As per the 2009 Recovery Act, the Supplemental Nutrition Assistance Program (SNAP) will return to its pre-recession levels Friday. That means benefits for recipients will drop about five percent, saving the country $5 billion in the process.
The effect on each individual household differs, depending on size and income. A household of four, for example, will see a maximum cut of $36 a month and $432 a year.
"When you don't have nothing and you're barely surviving, that's a lot," said Angela DeGrate of Lansing, who will lose $11 a month starting Friday. "I have to use the food bank to get food or just starve.
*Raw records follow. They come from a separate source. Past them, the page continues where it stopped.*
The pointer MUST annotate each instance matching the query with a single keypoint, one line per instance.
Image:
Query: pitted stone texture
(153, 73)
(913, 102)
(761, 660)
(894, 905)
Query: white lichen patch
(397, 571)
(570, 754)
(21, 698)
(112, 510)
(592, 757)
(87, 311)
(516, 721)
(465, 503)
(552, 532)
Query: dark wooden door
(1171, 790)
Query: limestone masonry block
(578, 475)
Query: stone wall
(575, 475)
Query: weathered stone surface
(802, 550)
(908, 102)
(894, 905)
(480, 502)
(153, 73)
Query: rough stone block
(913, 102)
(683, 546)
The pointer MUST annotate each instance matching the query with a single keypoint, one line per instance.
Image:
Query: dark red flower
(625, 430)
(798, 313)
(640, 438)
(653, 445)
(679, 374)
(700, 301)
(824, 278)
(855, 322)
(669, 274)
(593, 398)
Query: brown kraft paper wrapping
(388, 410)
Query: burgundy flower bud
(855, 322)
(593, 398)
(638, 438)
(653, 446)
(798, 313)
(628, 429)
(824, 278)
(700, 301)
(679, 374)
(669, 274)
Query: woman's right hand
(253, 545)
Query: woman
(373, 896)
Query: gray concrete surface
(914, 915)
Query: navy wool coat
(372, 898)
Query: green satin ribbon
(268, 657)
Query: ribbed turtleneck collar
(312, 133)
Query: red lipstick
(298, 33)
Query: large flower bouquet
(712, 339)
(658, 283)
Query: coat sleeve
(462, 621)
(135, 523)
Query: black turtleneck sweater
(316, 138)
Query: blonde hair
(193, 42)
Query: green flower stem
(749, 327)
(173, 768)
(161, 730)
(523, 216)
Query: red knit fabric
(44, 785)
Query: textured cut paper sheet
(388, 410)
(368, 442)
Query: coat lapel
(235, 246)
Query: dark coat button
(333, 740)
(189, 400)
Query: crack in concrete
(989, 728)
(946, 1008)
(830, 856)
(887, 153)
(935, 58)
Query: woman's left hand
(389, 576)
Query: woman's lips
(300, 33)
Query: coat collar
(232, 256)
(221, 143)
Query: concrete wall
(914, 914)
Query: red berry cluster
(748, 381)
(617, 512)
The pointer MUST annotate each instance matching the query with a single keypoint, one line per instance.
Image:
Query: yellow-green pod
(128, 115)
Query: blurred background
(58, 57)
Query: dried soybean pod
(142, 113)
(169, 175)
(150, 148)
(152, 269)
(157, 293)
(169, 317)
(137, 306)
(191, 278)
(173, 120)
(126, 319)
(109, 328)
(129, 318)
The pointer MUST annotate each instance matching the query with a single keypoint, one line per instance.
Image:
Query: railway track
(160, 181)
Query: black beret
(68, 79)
It's either you go get something to feed yourself or you do without."
And DeGrate isn't the only one facing that choice. That's why the Greater Lansing Food Bank is bracing for a rush of people.
"We do expect across the state, across the nation, that there will be added need," said Joe Wald, executive director of the Greater Lansing Food Bank. "So it's up to us to figure out how we're going to meet that need."
Wald says the food bank likely won't see a shortage immediately. The holiday season is typically the busiest time for donations.
"We feel pretty good about what's coming up over the next couple months," said Wald. "The problem is January, February, March, when people forget about this and go back to their normal lives. People are still hungry."
SNAP benefits could see a further reduction depending on what happens with the Farm Bill -- currently being debated in the U.S. Congress.